Por eso se habla de paneles primarios y secundarios. Los primarios abren el ritmo de la pantalla y los secundarios cierran los huecos entre ellos, asegurando el engrane entre módulos. Esa alternancia es la que permite que el conjunto funcione como una contención continua y no como una suma de piezas sueltas.
Con esa idea clara, el siguiente paso es preparar bien la obra para que la excavación no empiece ya comprometida.
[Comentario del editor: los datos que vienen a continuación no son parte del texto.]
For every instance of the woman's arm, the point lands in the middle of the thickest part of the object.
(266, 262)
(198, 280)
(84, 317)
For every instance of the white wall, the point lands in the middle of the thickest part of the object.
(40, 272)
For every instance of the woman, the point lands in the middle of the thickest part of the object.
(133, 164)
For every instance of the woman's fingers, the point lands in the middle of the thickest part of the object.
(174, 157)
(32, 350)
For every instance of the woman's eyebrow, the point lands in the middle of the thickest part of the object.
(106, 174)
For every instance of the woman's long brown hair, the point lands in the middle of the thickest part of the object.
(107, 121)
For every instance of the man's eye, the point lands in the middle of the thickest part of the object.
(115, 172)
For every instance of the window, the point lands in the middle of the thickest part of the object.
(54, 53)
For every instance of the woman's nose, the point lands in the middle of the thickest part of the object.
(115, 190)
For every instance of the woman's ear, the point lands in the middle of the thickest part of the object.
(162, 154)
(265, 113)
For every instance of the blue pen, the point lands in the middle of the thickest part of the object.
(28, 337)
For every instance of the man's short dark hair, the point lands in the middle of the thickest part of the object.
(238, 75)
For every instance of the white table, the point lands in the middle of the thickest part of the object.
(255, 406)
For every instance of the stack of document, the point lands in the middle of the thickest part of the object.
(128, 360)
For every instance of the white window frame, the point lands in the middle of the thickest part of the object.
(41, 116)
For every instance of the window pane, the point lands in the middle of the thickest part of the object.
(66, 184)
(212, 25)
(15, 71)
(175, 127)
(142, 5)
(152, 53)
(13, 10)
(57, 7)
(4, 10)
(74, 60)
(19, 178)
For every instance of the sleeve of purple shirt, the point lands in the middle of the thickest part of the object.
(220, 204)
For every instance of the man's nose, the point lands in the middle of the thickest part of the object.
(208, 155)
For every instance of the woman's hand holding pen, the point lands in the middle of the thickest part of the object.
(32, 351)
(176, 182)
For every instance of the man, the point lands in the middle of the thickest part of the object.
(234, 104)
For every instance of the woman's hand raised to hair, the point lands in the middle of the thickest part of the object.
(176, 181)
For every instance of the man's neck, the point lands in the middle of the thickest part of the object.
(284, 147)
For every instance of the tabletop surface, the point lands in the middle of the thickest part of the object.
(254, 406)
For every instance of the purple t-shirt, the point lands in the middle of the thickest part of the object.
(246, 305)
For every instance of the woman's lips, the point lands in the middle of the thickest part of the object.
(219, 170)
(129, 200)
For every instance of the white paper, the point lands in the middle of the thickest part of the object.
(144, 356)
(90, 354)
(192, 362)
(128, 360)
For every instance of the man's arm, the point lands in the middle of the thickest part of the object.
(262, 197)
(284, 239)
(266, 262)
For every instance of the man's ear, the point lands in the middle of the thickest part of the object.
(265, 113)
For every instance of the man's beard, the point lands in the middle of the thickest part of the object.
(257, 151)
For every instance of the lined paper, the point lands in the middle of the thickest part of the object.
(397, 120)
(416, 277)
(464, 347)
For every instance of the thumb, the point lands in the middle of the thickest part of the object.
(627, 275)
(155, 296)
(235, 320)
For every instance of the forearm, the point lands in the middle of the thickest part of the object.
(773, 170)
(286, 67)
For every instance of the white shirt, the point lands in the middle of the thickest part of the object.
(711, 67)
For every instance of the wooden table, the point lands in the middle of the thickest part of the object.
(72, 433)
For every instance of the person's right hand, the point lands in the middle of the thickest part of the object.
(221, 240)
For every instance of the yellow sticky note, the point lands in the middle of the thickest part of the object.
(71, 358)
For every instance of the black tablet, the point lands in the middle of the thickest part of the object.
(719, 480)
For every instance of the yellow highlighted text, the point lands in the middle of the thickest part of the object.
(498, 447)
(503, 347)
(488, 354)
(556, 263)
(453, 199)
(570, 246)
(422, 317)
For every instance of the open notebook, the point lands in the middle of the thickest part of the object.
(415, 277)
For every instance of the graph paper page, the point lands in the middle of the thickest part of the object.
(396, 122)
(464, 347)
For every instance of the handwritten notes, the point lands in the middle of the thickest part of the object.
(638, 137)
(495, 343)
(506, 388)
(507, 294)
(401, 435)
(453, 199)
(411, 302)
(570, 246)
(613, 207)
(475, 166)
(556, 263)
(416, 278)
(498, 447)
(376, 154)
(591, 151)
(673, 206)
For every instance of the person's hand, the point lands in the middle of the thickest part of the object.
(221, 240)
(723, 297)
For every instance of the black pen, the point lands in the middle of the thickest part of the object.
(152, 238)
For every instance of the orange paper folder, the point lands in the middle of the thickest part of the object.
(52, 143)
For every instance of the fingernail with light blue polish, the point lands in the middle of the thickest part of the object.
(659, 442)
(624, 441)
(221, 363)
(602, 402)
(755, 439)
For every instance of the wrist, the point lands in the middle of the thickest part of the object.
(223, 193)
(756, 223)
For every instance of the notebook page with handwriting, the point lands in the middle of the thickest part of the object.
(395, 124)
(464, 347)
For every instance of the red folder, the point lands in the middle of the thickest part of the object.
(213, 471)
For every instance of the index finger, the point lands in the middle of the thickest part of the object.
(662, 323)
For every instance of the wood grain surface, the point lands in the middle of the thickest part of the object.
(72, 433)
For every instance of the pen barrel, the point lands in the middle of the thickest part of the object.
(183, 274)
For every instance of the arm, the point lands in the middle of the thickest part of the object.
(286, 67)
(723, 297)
Cómo preparo la obra antes de excavar
Antes de tocar el terreno, yo revisaría tres cosas: replanteo, guía superior y control del agua. Si una de ellas falla, el panel puede perder verticalidad, contaminarse o abrirse más de lo debido en cabeza.Replanteo y murete guía
El murete guía no está ahí solo para marcar la traza. Sirve para guiar el útil de excavación, sostener la parte superior de la zanja y facilitar que el lodo se mantenga en una cota segura. En condiciones normales, se ejecuta como dos nervios de hormigón de poca altura, con dimensiones que suelen estar en el rango de 70 a 100 cm de alto y 10 a 50 cm de espesor.
Además, el murete guía ayuda a mantener la continuidad geométrica de la pantalla y actúa como apoyo temporal para la armadura. Si falta espacio, a veces se simplifica la solución, pero yo no lo haría sin una justificación técnica muy clara: el ahorro aparente suele salir caro cuando empiezan los problemas de alineación.
Control del nivel freático y del lodo
La zanja no debe quedar desnuda. El lodo bentonítico o polimérico ejerce una presión que compensa el empuje del terreno y del agua, y por eso su nivel debe permanecer, como regla práctica, varios metros por encima del nivel freático. También hay que vigilar su densidad, viscosidad, contenido de arena y pH; si el lodo se degrada, deja de estabilizar la excavación y el fondo se contamina con facilidad.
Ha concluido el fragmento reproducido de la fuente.